В пятьдесят первом, перед самым уходом на армейскую службу поехали мы в Поповку с одним школьным приятелем, суровым на вид пареньком, ставшим мастером спорта по боксу еще в девятом классе, которого взрослые люди нанимали драться рукопашно, сводить счеты с врагами и соперниками, за что впоследствии получит тюремный срок, человеком весьма задумчивым, книгочеем, сделавшим в юности ставку на физическую силу, а на лагерных нарах перешедшим как бы в другую веру — веру интеллектуального поиска правды. В окрестностях Поповки траншеи, окопы и щели к тому времени подзаросли, «боезапас», не убранный минерами, ушел в землю, замаскировался. И вот находим мы с Юрой Игнатьевым огромную мину от полкового или еще какого (дивизионного?) немецкого миномета, похожую по своему стабилизаторному оперению на авиабомбу. Разводим костерок, причем не в блиндаже, не в воронке, а на крыше заросшей землянки, то есть — на возвышенности. И кладем свою бомбу на огонь. А сами отходим всего лишь на десять метров и ложимся на дно затхлой траншеи — лицом к костру. И начинаем стоически улыбаться друг другу. И ждем.

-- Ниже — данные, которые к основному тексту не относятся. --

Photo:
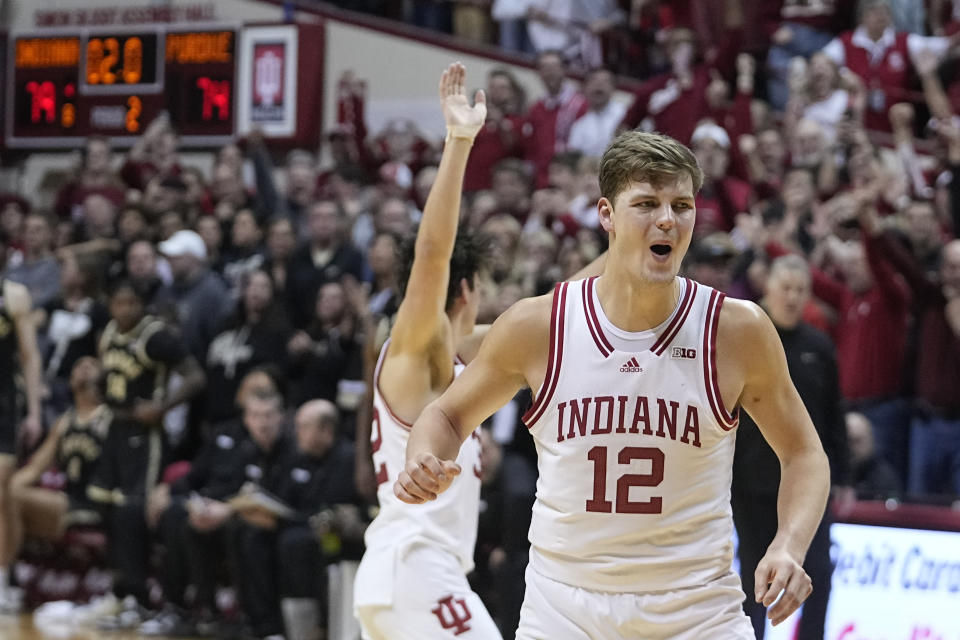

Не знаю, что именно испытывал тогда Юра Игнатьев, а мне, помнится, очень хотелось продемонстрировать ему свои взрывные возможности: ты вот — боксер, мастер спорта, а пригнулся, ушел в глухую защиту, лежишь рядом со мной, а я хоть и слабак по части нокаутов, а руковожу событиями. Ну, чем не искушение властью? Конечно, не такое масштабное, как искушение Христа властью над миром. Однако — дьявольское. Недавно прочел огромную подборку стихов в «Литературной газете», поданную броско, рекламно, со всевозможными графическими завитушками, иконографией автора, и содрогнулся от запоздалого предчувствия несчастья, происшедшего с одним из «ближних», коего надлежало возлюбить, как самого себя. Что это были за стихи? И можно ли их причислять к поэтическому роду? Ни единым своим звуком не тронули они мое сердце. Но лишь опечалили донельзя. Ведь над стихами высилось имя Поэта. Так что же произошло? Кто превратил душу вольного стихотворца в душу раба от Поэзии? Кто выскреб из нее алмазы, зашвырнув в нее под шумок холодные стекляшки? Тот, кто искушал славой, властью не только Христа, но каждого из нас. Но это лишь к слову. А тогда, в Поповке…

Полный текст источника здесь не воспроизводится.